Sergeant, Bengal Horse Artillery
His VC citation (in conjunction with Fitzgerald's) states:- For their act of valour performed in action against the rebels and mutineers at Bolandshahr, on September 28, 1857, when these two soldiers evinced the most determined bravery in working their gun under a very heavy fire of musketry, whereby they cleared the road of the enemy, after every other man belonging to it (their unit) had either been killed or disabled by wounds
His Victoria Cross is displayed at the Waiouru Army Museum
Born January 1827, Port Glenone, County Antrim, Ireland
Died 25 January 1892, Masterton, NZ
Archer Street Cemetery, Masterton, New Zealand
Only a matter of months after the end of the Crimean War, British soldiers found themselves in the midst of another major campaign – the so-called Indian Mutiny.
In this ferocious episode, a man born in the tiny village of Portglenone was to win the town's second VC.
Bernard Diamond was an Irishman who found himself in a regiment whose traditions lay far away from his home village of Portglenone on the banks of the Bann.
As a sergeant in the Bengal Horse Artillery, whose role would have been in support of the much more famous Bengal Lancers, he was a skilled man serving with a battery of artillery.

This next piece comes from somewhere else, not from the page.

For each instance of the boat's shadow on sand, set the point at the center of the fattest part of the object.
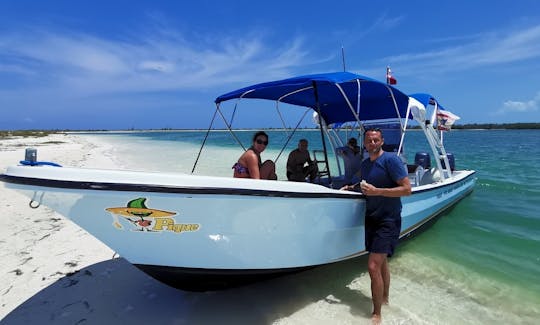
(115, 291)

On September 28, 1857, his unit was involved in an attack on the town of Bolndshahr, which had been captured by Indian 'rebels'.
The British came under very heavy counter-battery fire and all their guns, with the exception of Diamond's were knocked out.
Nevertheless, both Diamond and Gunner Richard Fitzgerald from Cork, continued to keep up a steady fire on the enemy. Both men were subsequently awarded the Victoria Cross.
After his military service, Diamond emigrated to New Zealand. His co-winner, Fitzgerald, disappeared from war office records after 1886 and he is believed to have died in India about this time.